What a wonderful world
Nachdem
alles gepackt und in den
Booten verstaut war, machten wir uns auf, die vom Slawa übermittelten
Koordinaten zu finden. Andere Flussseite, aber näher als 300 m kamen
wir nicht
ran. Wir hielten dann auf der nächstgelegenen Sandbank und warteten.
Drei
russische Jugendliche wollten sich unbedingt mit uns unterhalten.
Irgendwie
funktioniert Kommunikation zumindest ansatzweise immer.

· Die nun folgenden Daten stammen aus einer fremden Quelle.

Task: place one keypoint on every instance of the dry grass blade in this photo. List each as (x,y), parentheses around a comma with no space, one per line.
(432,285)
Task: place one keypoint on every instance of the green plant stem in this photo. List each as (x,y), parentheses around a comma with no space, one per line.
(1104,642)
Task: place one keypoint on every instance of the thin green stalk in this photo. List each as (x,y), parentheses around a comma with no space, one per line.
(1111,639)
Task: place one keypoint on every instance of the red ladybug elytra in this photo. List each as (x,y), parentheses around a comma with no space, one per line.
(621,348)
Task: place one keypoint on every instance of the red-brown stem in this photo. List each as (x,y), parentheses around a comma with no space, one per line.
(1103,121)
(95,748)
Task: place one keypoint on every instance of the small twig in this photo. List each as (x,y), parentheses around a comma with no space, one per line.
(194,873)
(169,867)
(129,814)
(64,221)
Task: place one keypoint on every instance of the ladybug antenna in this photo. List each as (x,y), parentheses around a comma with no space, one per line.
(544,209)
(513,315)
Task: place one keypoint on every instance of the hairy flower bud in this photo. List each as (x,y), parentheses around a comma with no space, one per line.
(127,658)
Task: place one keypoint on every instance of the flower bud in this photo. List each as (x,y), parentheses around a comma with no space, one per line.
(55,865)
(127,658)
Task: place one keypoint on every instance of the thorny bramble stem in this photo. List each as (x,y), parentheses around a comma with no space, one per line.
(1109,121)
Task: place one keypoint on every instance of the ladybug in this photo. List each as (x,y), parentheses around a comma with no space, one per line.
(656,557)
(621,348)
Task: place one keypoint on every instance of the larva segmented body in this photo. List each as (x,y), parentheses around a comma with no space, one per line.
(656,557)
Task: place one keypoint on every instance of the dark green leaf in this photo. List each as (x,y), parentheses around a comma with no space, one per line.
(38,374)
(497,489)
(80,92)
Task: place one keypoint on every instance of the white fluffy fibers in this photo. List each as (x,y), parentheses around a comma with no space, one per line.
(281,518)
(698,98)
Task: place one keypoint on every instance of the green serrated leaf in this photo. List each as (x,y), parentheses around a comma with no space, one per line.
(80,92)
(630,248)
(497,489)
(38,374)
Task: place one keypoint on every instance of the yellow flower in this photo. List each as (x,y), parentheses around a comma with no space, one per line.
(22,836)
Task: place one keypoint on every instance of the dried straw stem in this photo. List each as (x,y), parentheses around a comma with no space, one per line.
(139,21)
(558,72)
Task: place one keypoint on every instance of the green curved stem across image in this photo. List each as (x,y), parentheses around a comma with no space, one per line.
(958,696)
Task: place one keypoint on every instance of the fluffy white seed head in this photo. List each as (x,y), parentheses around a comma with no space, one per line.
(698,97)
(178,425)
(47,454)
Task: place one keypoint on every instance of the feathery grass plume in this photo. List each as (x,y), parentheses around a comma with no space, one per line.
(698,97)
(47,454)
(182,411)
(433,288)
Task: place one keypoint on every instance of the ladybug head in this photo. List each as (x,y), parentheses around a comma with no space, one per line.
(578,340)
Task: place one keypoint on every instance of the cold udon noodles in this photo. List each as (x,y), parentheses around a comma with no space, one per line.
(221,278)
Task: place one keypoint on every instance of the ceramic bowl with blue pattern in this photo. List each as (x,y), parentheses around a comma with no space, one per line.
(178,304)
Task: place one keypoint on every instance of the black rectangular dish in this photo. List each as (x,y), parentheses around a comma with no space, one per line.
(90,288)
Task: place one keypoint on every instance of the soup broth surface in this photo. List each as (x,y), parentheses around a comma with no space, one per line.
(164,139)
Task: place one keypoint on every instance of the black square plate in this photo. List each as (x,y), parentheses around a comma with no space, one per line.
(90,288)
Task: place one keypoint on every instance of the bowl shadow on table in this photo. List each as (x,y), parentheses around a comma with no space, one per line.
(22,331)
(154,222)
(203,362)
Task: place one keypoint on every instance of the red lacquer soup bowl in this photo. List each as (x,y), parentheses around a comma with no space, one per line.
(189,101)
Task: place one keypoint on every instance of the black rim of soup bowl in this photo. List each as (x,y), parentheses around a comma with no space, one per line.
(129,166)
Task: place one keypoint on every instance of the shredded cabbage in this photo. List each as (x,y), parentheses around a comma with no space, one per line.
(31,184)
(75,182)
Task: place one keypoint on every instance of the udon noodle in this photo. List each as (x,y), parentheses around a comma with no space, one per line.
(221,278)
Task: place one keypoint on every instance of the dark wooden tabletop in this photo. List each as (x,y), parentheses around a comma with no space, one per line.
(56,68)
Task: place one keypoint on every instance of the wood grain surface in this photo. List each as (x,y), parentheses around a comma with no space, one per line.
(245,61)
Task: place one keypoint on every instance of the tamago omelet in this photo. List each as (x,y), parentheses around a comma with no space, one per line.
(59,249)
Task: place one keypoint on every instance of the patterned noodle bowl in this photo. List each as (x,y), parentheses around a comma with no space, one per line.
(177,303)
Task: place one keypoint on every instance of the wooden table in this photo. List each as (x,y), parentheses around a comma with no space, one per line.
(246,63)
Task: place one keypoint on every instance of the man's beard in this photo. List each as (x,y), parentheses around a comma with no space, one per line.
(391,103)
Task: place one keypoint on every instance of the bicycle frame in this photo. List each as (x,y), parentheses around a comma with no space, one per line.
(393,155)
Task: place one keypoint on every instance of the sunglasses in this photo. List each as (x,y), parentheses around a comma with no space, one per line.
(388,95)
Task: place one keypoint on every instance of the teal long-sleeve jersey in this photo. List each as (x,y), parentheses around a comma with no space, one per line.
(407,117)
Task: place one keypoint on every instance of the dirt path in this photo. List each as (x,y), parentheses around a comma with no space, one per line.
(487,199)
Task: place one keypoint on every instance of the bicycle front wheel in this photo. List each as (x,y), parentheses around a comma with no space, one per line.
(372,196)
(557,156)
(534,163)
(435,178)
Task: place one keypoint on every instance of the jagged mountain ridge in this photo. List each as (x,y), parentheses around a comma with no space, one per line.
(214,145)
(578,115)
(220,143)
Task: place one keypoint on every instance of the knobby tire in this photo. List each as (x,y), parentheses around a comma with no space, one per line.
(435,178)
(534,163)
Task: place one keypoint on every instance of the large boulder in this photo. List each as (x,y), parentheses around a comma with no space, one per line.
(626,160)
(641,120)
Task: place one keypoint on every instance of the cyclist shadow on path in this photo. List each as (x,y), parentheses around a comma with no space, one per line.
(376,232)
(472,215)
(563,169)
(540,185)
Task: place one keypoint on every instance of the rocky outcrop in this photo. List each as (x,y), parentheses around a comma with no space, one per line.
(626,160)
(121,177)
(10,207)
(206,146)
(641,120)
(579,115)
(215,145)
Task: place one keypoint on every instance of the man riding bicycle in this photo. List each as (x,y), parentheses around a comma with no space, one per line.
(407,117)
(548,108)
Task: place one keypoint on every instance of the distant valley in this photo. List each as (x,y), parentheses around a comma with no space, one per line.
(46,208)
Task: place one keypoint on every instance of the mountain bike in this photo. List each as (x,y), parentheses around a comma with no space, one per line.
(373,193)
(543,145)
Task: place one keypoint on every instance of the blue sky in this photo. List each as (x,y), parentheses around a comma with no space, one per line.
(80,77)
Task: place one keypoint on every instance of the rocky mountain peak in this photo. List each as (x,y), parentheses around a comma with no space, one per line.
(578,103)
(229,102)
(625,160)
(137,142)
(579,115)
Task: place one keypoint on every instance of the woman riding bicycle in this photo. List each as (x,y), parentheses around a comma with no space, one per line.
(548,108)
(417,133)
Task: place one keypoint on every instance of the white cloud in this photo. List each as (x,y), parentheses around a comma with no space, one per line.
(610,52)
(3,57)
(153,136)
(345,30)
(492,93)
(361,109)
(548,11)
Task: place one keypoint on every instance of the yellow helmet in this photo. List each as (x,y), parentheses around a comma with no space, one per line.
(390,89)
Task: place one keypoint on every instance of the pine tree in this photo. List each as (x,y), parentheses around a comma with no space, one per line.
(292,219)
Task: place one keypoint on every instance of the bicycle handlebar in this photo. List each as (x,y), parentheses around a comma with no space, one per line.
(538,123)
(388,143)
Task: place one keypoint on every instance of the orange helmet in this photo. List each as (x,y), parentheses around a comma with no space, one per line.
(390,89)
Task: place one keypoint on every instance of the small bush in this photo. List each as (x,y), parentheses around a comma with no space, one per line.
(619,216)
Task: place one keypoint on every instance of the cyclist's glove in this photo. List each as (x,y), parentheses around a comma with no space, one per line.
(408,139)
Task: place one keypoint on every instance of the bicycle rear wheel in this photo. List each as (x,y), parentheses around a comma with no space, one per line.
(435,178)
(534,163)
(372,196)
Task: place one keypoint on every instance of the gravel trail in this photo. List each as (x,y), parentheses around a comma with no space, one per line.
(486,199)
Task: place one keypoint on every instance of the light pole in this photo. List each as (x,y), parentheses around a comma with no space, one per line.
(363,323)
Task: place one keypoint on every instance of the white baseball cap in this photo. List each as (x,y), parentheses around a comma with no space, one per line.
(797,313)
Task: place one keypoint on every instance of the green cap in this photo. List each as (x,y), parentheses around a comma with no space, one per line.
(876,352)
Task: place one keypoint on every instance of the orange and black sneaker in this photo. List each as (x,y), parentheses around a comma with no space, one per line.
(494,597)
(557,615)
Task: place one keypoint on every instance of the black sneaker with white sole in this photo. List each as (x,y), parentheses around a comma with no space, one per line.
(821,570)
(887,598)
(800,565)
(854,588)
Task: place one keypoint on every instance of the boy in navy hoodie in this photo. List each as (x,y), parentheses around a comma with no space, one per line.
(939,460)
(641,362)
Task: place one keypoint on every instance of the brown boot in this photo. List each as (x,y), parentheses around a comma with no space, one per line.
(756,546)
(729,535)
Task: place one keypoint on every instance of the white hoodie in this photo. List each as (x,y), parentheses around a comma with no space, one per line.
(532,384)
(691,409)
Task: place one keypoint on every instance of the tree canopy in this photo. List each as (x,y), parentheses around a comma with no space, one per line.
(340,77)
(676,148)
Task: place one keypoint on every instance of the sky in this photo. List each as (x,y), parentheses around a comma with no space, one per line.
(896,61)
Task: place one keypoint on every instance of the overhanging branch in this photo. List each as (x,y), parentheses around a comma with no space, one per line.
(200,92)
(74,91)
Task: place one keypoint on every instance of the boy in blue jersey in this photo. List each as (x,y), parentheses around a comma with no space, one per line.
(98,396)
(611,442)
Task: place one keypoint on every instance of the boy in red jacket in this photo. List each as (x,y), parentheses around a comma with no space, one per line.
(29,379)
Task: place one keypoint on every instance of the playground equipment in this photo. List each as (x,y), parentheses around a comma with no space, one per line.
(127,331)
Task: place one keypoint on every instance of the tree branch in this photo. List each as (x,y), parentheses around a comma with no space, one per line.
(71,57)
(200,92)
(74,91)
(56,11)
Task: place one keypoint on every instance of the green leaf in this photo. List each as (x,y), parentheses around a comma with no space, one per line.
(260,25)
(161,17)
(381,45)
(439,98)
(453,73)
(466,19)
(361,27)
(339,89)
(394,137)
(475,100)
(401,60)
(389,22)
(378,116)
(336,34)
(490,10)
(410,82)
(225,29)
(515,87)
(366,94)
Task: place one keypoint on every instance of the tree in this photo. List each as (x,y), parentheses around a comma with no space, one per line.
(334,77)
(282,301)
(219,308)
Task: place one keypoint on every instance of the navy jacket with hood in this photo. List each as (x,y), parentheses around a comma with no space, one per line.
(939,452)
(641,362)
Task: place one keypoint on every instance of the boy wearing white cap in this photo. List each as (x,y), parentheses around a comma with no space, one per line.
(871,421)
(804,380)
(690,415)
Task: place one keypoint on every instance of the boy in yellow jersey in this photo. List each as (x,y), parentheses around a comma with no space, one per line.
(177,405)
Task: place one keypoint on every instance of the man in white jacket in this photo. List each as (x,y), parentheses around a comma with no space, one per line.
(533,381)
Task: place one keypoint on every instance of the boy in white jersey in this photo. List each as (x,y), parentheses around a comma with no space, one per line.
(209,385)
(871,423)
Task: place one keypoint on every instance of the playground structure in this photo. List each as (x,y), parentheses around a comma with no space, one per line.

Als sie hörten,
das wir
Deutsche seien, erzählten Sie uns von Ihrer Vorliebe für die Gruppe
Rammstein.
Zugegebenermaßen hatte zumindest ich noch nie etwas von dieser Gruppe
gehört.
Gegen 18 Uhr tauchte am
gegenüberliegenden Ufer ein Typ auf, der dort anfing ein Kajak
zusammenzubauen.
Es war dann wirklich Slawa, unser Guide für die restlichen 320
Flusskilometer
bis nach Ust-Kamtschatsk, durch militärisches Sperrgebiet.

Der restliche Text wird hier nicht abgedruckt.